Martín Baus: ABAJO Y A LA IZQUIERDA
2025 | 13:40
A film collage that attempts to delineate a concrete, imagined and desired territory that is situated “below and to the left” of the hegemonic world mapping. Photographs taken in Cerro Blanco- Guayaquil, a territory whose protection and destruction are both administered by the Swiss building materials company HOLCIM, meet the voices of rebel radios from Latin America and the Caribbean clamoring for the liberation of the land.

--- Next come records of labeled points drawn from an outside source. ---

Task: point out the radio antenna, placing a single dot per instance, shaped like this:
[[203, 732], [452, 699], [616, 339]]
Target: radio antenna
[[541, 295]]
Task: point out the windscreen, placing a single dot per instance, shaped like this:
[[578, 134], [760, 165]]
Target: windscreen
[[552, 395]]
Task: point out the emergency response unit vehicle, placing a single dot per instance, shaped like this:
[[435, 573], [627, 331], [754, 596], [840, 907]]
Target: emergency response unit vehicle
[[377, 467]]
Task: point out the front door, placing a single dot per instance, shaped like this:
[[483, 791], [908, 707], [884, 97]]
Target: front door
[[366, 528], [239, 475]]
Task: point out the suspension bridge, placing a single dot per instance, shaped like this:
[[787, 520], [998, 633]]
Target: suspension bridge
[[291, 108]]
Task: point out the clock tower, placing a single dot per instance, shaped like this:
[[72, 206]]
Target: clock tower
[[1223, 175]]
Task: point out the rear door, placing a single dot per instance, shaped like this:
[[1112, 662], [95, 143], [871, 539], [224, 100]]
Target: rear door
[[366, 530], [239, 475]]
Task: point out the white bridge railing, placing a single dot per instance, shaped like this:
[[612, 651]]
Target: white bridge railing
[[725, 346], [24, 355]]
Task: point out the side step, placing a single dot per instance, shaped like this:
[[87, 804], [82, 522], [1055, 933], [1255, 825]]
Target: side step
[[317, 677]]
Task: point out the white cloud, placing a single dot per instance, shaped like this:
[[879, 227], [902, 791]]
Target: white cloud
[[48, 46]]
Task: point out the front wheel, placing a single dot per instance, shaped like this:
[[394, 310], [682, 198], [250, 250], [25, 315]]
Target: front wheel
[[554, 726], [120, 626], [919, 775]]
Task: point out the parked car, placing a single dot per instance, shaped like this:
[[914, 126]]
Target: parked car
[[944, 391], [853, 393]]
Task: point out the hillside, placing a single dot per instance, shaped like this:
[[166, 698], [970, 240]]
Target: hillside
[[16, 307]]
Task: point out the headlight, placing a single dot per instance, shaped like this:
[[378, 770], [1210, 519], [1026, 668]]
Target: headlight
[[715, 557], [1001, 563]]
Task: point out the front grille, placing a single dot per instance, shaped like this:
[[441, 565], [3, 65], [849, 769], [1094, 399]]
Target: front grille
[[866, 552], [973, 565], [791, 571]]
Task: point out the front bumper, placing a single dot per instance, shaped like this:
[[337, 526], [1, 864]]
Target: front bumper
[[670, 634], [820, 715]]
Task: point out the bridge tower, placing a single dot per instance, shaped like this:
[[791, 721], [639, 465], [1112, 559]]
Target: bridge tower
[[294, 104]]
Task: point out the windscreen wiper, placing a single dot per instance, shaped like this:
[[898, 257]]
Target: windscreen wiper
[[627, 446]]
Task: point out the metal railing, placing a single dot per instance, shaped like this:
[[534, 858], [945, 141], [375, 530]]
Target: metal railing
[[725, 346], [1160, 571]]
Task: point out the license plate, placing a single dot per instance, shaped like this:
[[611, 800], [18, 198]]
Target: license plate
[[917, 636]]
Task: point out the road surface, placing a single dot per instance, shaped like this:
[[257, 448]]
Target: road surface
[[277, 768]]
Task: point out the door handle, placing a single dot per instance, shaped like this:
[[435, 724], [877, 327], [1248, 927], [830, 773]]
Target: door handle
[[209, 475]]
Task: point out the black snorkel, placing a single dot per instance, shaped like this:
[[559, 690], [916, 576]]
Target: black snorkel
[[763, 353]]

Martín BAUS (Santiago de Chile, 1992) is a multimedia artist, filmmaker, musician, researcher and teacher. His artistic practice investigates the relationships between history, materialism and perception, uniting his interest in the political dimensions of listening, the re-appropriation of archives and the procedures of translation between materialities such as celluloid, sound and text. He is a member of CEIS8, a collective for experimentation with film formats and photochemical processes based in Santiago de Chile, and co-director of the independent record label Radio Fome, which releases improvisation-based music and sound pieces. He’s interested in aurality as a tool for a radical pedagogy from Latin America and as a methodology for artistic and practice-based research. He enjoys engaging with the sonic realm from socio-political and non-sonorous approaches, which is why he has created poetry books related to listening and wording; text installations that engage with opaque language translation procedures; publications around the links between salsa rhythms, migration and working-class struggles; and fictional writings that speculate on the future of sound archives and digital archaeology.